Milne Bay

Discussion in 'War Against Japan' started by Warlord, Oct 17, 2007.

  1. spidge

    spidge RAAF RESEARCHER

  2. BuffaloChuck

    BuffaloChuck Junior Member

    Spidge, thanks for linking to this older note. I'm just starting out and wading thru hundreds of interesting threads means I miss or gloss over most of them. Drat. So thanks for helping me discover more good ones.

    There's a good argument to be made that all of the surface battles aganist the Japanese were 'wasted' because Japanese shipping resources were always near starvation levels.

    Richard Franks in DOWNFALL and HP Willmott's THE GREAT CRUSADE argue that Japan needed 9 million tons of annual shipping, but they only had 6 million native hulls.

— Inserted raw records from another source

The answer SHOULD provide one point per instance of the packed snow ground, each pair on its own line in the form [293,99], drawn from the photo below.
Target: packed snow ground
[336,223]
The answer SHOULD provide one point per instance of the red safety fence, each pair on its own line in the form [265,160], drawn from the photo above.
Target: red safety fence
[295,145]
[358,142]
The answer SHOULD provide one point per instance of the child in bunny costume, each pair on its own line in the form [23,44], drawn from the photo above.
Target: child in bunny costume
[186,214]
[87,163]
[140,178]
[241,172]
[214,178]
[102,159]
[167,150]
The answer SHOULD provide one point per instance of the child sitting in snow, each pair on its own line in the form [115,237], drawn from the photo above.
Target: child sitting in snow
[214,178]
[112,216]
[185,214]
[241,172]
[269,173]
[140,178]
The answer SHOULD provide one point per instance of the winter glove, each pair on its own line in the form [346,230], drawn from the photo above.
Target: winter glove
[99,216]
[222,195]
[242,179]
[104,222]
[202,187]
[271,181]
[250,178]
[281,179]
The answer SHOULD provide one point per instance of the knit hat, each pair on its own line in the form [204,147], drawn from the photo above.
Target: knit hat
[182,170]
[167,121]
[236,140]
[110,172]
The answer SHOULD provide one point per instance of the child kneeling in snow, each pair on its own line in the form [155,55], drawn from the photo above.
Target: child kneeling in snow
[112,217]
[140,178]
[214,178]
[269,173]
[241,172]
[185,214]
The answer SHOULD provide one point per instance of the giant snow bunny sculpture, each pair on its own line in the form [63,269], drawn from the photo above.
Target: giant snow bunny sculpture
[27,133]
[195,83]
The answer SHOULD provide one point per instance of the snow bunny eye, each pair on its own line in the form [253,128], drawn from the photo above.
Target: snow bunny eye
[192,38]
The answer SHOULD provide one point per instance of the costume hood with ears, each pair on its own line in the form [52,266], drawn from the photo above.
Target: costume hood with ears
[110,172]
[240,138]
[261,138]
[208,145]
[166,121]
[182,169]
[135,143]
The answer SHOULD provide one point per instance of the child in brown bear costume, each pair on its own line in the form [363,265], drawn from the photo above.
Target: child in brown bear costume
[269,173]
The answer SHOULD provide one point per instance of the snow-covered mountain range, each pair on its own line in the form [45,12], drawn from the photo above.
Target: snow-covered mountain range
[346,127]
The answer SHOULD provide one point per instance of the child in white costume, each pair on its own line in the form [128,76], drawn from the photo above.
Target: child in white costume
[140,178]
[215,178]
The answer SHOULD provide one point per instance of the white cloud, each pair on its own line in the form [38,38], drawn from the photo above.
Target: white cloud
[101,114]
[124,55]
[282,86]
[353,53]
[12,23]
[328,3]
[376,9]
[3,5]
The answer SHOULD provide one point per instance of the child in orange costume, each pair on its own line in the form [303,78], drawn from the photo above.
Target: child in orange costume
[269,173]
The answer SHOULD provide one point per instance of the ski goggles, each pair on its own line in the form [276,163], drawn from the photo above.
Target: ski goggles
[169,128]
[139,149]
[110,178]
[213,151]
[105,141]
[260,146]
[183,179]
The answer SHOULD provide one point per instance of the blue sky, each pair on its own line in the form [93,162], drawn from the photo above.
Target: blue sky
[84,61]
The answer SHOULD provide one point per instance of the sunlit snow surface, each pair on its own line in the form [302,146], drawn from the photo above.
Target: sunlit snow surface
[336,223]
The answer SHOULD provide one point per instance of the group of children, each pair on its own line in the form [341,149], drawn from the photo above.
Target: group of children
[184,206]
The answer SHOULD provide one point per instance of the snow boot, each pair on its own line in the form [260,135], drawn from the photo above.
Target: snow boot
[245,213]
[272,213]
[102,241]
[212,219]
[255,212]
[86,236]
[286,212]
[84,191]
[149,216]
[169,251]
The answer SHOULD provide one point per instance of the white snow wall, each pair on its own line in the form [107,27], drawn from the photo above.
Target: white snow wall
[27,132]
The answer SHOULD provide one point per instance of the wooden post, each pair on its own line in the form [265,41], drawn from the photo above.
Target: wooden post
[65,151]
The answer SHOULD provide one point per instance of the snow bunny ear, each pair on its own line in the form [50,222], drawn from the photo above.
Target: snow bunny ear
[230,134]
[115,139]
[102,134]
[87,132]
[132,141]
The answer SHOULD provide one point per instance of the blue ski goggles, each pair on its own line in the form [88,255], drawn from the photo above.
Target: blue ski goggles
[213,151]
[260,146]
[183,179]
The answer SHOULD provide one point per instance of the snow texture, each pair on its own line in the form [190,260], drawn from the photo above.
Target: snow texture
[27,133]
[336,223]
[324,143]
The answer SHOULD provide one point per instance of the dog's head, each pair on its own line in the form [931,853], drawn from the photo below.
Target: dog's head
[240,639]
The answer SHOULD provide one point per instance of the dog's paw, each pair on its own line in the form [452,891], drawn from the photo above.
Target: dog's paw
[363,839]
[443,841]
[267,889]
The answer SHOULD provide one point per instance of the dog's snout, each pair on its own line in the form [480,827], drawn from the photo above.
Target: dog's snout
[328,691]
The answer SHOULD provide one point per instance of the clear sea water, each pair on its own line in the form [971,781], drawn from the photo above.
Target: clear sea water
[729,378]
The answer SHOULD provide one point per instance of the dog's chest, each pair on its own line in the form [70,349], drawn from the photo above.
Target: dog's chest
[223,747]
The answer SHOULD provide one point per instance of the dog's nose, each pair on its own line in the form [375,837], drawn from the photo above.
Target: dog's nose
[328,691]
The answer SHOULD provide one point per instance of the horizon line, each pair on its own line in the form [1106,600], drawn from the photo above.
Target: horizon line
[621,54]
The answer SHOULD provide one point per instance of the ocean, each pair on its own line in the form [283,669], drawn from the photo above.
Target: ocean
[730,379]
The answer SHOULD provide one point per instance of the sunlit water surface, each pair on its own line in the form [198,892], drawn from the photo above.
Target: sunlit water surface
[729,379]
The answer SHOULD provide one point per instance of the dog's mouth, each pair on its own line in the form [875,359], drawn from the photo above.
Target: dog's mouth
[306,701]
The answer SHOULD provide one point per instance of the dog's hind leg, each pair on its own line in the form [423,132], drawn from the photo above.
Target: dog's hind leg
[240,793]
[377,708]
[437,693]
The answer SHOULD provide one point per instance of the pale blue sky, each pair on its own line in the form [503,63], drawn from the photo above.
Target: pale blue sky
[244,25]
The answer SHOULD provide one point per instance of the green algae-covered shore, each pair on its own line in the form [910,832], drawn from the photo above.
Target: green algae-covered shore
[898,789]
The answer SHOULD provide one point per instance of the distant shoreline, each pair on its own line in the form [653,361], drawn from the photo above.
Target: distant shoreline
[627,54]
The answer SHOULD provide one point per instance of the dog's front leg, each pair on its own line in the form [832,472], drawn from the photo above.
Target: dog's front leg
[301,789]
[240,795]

They rented the other 3 million from USA, Britain and the Dutch. All of whom were suddenly cut off by Japan's attacks. Du-uh. Japan would claim about a million and a half during the first year of conquest - captured hulls. But still they were at a deficit for total needs.

    But long before Dec 7, 1941, the Japanese Army dictated that they needed 3 million annual tons for JUST themselves. No civilian tonnage, no steel, no coal, no food stuffs except for THEIR needs. The Imperial Navy said, "If they get it, we insist on getting it too!" So that was most of Japan's native tonnage GONE - POOF! Allocated to "only" the Army's needs, and "only" the Navy's needs.

    Before Day 1, the Japanese had castrated themselves! (They of course would needfully renege on some of the "only" clauses and allow returning empty hulls to carry occasional product back, but most war-zones weren't the market-trade zones - so ships always had to increase a return-voyage's length, oil consumption, maintenance issues and ultimately sub danger.)

    Fortunately, the American Brass Idiocy often rivaled Japanese Brass Idiocy, or else the Sub Service's HQ would have paid immediate attention to the "claims" of firing pin defects in Month 1 instead of Year 2.

    I still think airbases were needed and those required infantry conquest, so "land battles" were completely necessary. Even today, the laughingstock of "drone warfare" and lack of on-the-ground intelligence still haunts leadership hallways and so many echo-filled peabrains, and when I hear "land battles were wasted resources", I realize I'm hearing from yet another of those echo-filled peabrains.